"Remember the drawings of the fifty-ton flying-boat we looked at in 1919? Well, that was built, and proved more or less of a success. It was found that a boat of that size could be built of steel, so the steel merchants were got busy and finally succeeded in making two-hundred-ton steel, and eventually got to five-hundred. It was a costly business.

"There was really nothing screamingly successful until the ten thousand horse-power turbine came along. Janes Fluid made them possible for aircraft. Ordinary steam made from water is full of air, and that makes condensing difficult: air-pumps and so on. Ammonia was tried a long time ago and other true fluids, but the mechanical difficulties were too great. Then Janes struck on a true fluid that answered the purpose.

"And then came war.

"You don't want to hear about it? Well, we had a Labour Government, and the Army and the Air Force became less than nothing, and the Navy was rather down at the heel, and the Empire was on the verge of breaking up. So a pushing Island People made a snatch at Australia and the islands in the Pacific. The League of Nations? That for practical purposes was the British Empire and America, and the enemy tackled both. Fortunately our Navy had about twenty ten-thousand horse-power flying-boats. I joined up at once and saw the only fleet action.
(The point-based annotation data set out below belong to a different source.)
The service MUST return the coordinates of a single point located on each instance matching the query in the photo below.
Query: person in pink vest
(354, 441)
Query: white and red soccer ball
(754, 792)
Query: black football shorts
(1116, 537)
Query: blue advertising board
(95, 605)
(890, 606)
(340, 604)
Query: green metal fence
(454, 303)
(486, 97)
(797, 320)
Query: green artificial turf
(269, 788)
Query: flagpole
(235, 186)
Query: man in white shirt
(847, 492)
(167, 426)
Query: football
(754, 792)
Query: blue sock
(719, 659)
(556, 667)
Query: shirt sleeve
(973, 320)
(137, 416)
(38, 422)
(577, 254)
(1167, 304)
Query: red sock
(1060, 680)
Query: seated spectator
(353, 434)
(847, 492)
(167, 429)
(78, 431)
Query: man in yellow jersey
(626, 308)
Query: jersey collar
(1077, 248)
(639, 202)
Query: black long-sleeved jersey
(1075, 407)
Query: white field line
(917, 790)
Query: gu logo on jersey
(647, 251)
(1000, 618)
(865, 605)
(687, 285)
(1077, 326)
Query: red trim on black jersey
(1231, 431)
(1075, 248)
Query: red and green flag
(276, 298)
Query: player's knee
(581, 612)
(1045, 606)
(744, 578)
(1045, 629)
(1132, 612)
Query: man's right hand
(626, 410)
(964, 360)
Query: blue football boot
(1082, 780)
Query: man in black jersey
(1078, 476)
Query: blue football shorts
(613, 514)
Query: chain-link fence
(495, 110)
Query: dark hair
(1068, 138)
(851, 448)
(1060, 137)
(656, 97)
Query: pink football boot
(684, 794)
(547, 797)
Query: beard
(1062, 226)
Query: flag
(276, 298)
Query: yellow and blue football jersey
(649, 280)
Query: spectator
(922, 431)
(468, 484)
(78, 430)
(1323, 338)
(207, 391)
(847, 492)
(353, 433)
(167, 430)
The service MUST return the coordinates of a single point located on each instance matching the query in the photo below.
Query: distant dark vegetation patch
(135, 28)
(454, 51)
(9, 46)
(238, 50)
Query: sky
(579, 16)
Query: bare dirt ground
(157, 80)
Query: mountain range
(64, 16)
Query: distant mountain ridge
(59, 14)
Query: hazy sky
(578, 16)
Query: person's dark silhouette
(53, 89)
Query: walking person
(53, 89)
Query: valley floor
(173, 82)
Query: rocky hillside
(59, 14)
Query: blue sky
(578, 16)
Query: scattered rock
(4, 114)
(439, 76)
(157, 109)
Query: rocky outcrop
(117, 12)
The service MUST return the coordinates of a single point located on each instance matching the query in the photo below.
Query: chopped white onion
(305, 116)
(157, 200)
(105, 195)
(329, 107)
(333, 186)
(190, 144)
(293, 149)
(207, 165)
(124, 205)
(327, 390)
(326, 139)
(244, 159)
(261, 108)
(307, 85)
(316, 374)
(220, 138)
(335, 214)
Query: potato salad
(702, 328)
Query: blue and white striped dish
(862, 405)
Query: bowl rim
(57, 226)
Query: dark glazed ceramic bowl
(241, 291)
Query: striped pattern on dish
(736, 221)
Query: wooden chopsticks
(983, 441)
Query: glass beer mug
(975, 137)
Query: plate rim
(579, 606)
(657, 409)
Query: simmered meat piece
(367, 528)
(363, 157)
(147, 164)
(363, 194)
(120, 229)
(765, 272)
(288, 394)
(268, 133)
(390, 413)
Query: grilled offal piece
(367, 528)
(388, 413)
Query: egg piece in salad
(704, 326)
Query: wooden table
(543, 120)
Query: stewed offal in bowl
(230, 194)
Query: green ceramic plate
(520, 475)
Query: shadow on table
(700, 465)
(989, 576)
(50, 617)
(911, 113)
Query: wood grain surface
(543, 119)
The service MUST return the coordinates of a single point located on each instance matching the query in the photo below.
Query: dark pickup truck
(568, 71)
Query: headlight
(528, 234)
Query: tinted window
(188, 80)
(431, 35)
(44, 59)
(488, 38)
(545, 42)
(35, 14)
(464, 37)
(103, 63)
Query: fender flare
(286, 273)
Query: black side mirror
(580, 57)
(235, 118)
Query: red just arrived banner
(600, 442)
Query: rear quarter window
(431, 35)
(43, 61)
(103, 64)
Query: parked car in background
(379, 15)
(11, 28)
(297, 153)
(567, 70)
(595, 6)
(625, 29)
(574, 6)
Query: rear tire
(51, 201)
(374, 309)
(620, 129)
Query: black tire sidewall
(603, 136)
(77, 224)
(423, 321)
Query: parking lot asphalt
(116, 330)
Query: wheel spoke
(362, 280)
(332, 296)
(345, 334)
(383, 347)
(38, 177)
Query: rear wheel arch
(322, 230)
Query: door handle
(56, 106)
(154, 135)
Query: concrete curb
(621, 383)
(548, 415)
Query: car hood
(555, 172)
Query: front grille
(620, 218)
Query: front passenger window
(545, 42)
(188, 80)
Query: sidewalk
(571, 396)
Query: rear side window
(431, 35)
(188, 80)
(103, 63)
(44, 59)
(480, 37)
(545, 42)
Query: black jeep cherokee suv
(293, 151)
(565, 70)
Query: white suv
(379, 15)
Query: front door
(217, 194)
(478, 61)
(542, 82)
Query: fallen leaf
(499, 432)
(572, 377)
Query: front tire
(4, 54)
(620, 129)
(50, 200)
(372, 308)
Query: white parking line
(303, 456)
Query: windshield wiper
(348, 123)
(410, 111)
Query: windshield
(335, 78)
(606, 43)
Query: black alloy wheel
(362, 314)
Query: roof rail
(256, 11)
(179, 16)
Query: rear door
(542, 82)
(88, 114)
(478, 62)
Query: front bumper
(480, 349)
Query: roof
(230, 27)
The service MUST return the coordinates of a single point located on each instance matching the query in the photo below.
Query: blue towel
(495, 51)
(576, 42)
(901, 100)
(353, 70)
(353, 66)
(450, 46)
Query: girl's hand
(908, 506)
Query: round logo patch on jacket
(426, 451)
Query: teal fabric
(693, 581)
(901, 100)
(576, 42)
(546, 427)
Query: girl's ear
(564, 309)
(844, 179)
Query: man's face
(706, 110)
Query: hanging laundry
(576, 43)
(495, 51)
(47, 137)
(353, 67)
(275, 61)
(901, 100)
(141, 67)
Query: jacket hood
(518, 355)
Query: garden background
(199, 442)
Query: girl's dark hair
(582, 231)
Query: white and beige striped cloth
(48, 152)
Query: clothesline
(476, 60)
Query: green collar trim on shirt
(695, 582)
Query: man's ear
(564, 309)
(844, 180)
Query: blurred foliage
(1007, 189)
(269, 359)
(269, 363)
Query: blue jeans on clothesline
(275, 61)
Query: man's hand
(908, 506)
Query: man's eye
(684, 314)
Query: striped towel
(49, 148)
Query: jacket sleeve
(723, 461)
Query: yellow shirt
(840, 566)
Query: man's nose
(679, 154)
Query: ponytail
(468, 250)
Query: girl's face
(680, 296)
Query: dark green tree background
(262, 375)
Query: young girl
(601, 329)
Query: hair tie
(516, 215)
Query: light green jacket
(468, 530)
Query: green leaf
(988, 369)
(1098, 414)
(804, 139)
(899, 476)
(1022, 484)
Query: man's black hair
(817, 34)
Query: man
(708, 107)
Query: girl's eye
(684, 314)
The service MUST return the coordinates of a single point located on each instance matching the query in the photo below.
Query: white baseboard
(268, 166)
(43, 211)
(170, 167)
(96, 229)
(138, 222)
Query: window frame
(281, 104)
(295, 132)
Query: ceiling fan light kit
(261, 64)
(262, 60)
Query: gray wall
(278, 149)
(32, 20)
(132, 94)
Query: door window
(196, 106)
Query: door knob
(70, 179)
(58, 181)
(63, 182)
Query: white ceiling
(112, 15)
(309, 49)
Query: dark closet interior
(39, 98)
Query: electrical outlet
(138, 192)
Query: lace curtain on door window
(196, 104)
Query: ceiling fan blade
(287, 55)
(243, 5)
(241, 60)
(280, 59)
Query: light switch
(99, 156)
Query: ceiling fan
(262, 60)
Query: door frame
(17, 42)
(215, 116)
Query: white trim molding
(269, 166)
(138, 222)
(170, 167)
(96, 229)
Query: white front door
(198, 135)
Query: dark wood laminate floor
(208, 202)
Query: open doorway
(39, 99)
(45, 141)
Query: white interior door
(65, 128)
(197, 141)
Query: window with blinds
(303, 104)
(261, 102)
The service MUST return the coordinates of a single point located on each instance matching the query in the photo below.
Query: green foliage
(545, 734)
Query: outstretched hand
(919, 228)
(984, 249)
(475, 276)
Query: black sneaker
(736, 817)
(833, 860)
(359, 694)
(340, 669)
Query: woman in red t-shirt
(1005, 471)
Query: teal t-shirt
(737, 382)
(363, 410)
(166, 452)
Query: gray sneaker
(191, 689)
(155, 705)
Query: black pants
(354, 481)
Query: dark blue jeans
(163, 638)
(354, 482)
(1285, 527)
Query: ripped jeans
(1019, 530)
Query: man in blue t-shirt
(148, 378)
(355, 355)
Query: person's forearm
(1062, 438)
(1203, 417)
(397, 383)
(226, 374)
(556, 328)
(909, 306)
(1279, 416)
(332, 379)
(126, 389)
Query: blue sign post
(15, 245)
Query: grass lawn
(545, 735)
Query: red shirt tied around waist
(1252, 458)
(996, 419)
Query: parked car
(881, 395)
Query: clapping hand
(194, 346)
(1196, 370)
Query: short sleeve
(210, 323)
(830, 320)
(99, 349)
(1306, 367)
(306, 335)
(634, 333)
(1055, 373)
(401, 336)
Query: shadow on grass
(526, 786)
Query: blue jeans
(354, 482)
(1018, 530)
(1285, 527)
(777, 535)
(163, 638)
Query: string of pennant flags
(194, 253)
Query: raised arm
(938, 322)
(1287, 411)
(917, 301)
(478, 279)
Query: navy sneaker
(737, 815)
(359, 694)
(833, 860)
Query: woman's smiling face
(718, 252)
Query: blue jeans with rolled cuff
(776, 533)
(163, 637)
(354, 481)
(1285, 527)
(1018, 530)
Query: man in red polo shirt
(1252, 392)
"Remember the comic Russian with the aerial torpedo they were experimenting with in 1917? Right idea, but wrong principle. Wouldn't work. The gunnery sharks took the idea, pulled it about, worried it, and produced the flying bomb. I believe Sperry tried it in 1915. They produced ton bombs with wings. Each boat carried two.

"We ran into the enemy in force. While the warships were piling on the heavy stuff we unloaded from ten thousand feet. The bombs glided a mile and a half for every thousand feet we were up. They were balanced by a gyroscope and steered by wireless. We nose-dived them into the lightly protected decks and made rather a wreck of the enemy. What was left of him was bottled up in his ports.

"Then we went after them. We'd let go from twenty miles out and the bombs would sail over boom and harbour defences. The surface ships had no chance. When we were finished you could have bought the Navies of the world for a song.

"The enemy was a stiff-necked and brave people, so we had to smash up a few of his coast towns before he surrendered. Aeroplanes? They hadn't got our speed, and if they had got at us we could have settled them with our one-inch quick-firers before they could have got close enough to get home. Antiaircraft guns? We always unloaded too far away for them to touch us. You see, we didn't have to pass over the target.

"And that was what put flying-boats on their feet. The whole of the British Navy is now in the air. It's a fine sight to see a destroyer flotilla.